Tag Archives: cognitive dissonance

Living With Cognitive Dissonance

Right now, the following items are open in side by side tabs in my browser:

The webpage for educon21, described as more of a conversation than a conference, committed to discussing the future of schools.   According to the page, there are five axioms underlying the conference that are guiding principals:

  1. Our schools must be inquiry-driven, thoughtful and empowering for all members
  2. Our schools must be about co-creating — together with our students — the 21st Century Citizen
  3. Technology must serve pedagogy, not the other way around.
  4. Technology must enable students to research, create, communicate and collaborate
  5. Learning can — and must — be networked.

It will be held at the Science Leadership Academy in Philadelphia from January 23 to 25.  The conversations very much meet these axioms, concerned with reforming schools in ways that focus on creating networked, collaborative learning spaces.  The conference itself focuses on facilitating discussions rather than providing presentations.  It sounds like a wonderful place to do some visioning with like-minded people, many of whom are at least in my extended professional learning network.

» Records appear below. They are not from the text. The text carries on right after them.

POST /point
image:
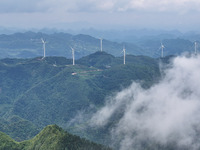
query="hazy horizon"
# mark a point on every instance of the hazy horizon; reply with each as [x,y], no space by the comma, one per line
[102,15]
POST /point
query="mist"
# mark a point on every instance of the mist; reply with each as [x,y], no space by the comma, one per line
[165,115]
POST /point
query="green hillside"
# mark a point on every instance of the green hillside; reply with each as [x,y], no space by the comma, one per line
[51,137]
[29,45]
[37,92]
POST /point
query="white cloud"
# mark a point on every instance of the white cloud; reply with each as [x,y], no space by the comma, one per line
[168,112]
[99,5]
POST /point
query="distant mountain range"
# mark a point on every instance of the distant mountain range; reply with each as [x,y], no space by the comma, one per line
[29,45]
[37,92]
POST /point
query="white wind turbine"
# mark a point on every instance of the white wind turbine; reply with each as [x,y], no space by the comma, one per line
[162,48]
[73,56]
[124,50]
[44,47]
[101,44]
[195,48]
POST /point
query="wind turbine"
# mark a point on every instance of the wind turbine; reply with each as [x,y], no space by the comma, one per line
[195,48]
[101,44]
[162,47]
[44,46]
[124,50]
[73,56]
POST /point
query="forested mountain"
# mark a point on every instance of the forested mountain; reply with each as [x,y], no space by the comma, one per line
[37,92]
[51,137]
[29,45]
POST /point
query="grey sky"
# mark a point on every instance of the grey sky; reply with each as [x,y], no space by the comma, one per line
[166,14]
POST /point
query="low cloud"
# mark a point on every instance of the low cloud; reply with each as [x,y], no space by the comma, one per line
[167,114]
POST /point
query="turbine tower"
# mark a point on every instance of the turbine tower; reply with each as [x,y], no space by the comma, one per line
[44,46]
[162,48]
[73,56]
[124,50]
[101,44]
[195,48]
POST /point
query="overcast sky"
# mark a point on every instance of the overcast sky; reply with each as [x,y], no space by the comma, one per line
[162,14]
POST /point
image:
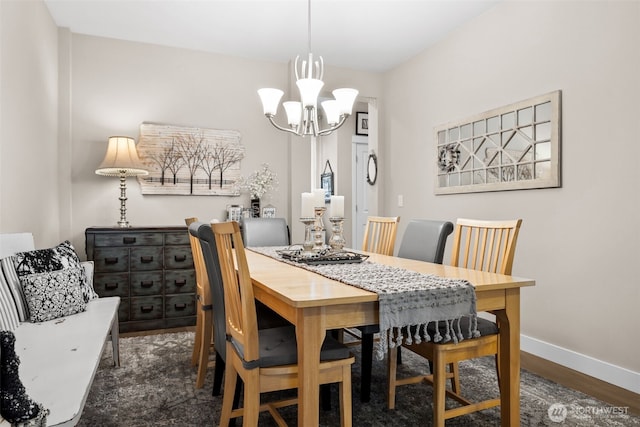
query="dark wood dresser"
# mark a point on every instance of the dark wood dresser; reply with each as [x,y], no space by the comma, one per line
[151,270]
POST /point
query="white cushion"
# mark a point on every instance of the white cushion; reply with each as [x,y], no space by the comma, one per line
[54,294]
[9,319]
[11,277]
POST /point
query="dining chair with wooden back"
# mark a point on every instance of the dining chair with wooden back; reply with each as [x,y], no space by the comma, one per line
[379,237]
[479,245]
[203,342]
[265,359]
[380,234]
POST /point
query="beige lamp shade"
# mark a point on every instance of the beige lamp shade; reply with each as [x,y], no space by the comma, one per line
[121,158]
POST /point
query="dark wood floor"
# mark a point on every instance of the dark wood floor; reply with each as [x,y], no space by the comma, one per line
[601,390]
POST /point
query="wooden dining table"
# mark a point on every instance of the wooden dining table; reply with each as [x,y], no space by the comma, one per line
[316,304]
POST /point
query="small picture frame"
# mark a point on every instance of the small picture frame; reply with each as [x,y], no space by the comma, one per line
[362,123]
[268,211]
[234,212]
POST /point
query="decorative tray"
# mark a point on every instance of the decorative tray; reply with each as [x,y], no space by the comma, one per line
[326,256]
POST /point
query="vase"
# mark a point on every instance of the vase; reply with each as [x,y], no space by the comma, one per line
[255,207]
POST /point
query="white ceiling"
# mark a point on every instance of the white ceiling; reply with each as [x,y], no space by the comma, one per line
[373,35]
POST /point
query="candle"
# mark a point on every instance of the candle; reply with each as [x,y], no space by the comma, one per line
[318,197]
[307,205]
[337,206]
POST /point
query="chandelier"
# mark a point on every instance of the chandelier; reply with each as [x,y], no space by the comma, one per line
[302,116]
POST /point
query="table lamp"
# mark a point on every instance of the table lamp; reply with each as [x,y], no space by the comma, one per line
[121,160]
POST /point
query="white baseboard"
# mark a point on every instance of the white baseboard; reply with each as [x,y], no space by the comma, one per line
[587,365]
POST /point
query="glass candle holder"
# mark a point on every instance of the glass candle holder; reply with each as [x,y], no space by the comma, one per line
[318,228]
[337,240]
[307,246]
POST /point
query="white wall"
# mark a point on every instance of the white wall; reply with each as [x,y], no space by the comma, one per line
[29,192]
[580,242]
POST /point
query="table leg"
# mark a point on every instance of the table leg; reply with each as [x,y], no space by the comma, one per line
[310,333]
[509,359]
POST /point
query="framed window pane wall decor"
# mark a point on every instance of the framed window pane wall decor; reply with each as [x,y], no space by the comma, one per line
[515,147]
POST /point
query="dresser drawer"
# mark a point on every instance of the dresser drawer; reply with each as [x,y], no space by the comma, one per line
[179,281]
[179,305]
[146,258]
[123,310]
[180,238]
[146,308]
[146,283]
[128,239]
[111,259]
[111,284]
[151,269]
[176,257]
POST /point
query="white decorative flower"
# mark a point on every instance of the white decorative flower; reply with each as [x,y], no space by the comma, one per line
[259,182]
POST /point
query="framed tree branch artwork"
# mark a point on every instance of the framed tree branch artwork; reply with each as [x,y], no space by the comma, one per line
[515,147]
[190,161]
[362,123]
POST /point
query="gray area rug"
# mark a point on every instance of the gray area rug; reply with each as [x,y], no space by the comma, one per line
[155,387]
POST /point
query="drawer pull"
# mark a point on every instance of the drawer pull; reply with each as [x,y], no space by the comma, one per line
[146,308]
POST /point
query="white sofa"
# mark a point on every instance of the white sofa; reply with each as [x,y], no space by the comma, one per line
[59,358]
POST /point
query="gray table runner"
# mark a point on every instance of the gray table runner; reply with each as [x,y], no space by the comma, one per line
[406,298]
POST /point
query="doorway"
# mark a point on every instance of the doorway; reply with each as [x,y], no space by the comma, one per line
[360,207]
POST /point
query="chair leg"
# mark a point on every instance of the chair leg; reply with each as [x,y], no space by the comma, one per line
[325,396]
[439,393]
[345,397]
[206,331]
[251,396]
[217,375]
[392,368]
[198,338]
[230,381]
[366,363]
[455,380]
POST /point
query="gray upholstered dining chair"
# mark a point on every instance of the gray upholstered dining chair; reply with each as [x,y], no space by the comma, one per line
[265,232]
[479,245]
[422,240]
[266,317]
[266,359]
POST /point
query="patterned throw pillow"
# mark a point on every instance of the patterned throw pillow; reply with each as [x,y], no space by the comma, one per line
[54,294]
[57,258]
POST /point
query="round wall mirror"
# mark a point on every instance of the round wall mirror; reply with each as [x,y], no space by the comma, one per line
[372,169]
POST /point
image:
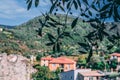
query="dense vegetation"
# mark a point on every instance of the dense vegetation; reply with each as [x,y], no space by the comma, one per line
[24,38]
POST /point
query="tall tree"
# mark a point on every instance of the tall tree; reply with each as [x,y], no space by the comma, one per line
[96,12]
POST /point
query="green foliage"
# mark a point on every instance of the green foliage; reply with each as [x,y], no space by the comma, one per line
[43,73]
[113,64]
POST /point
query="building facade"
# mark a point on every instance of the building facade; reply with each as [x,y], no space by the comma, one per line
[63,63]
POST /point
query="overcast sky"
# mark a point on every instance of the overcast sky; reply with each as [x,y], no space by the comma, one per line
[14,12]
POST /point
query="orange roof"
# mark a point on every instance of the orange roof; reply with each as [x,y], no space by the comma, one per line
[46,58]
[91,73]
[62,60]
[116,54]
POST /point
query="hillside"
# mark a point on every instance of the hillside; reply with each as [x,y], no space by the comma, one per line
[6,26]
[24,39]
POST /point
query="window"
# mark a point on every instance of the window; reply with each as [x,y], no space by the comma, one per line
[53,65]
[90,78]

In the next two tabs are two stories related to using technology to teach math.  eSchool News describes how colleges are meeting the challenge of math remediation by providing access to self-paced online math instruction.  Basically, schools subscribe to an online tutoring program that takes students through learning module and saves lots of money by not having to provide access to full-time faculty.  (An interesting aside about this article.  The data related to the cost of remediation comes from a study by Pearson.  And, guess what, Pearson has an online math tutorial subscription site!)

In an article from Washington Monthly, Kevin Carey speculates about why it is that, despite saving lots of money using technology, college tuition is going up.  He features Virginia Tech’s Math Emporium, a 700-computer-lab that run math tutorial modules complete with quizzes and tests.  Students progress at their own pace: “Instead of marking progress by timethe number of hours spent in proximity to a lecturer—Emporium courses measure advancement by evidence of learning.”  And while that seems like a worthwhile reform, it was implemented mostly due to budget and space problems rather than a concern for the learner.  Tech is an engineering bastion and all those engineers have to take linear algebra.  There just wasn’t enough class space or money for full-time professors so setting up 700 computers in a local mall and hiring grad students was the cheapest alternative.

I’m experiencing cognitive dissonance.  It’s like there are two parallel conversations about education and technology going on right now, and I’m involved in both of them.  One is about how technology can support changing the way we do education and the other is about how technology can offer solutions to current problems without making any real change in education.  The latter conversation offers efficiency as its goal and does put the student at the center of learning but not quite in the way that the educon21 folks have in mind.  It’s more about delivering content than it is about student learning.  And, in a world of high-stakes tests, content and product seem to trump pedagogy and process every time.

Both conversations can and will continue to go on at the same time for at least the foreseeable future.  I worry that if we spend too much time figuring out how to use technology to solve budget and space problems and deliver content efficiently then we’re distracted from considering how technology can be part of the transformation.  But then I interview teachers faced with mile-wide, inch-deep standardized curriculum that has to be covered before the test, and I’m not sure if the system is ready for the kind of transformation that is being discussed at educon21.

And, I find myself struggling to identify what my responsibility is to my pre-service teachers.  I’m trying to model a more student-centered collaborative learning experience that includes an emphasis on tapping into the network.  But I’m preparing them for a very different kind of classroom where they will face often overwhelming demands on their time, energy and passion.  How do I lessen the cognitive dissonance for them and help them find some middle ground?  Or is is that there isn’t middle ground?  Is it time to break the cycle of tinkering toward utopia as Tyack and Cuban suggest has happened throughout the long history of education by making a clean break and giving up everything the way Mike Bogle suggests we should do in his eloquent rant against the establishment:

We must forget everything we think we know; and approach learning as though we’ve never done it before; never been taught, and never taught others.

Certainly in an environment where “the test” is overshadowing everything else, such a break would be refreshing, wouldn’t it?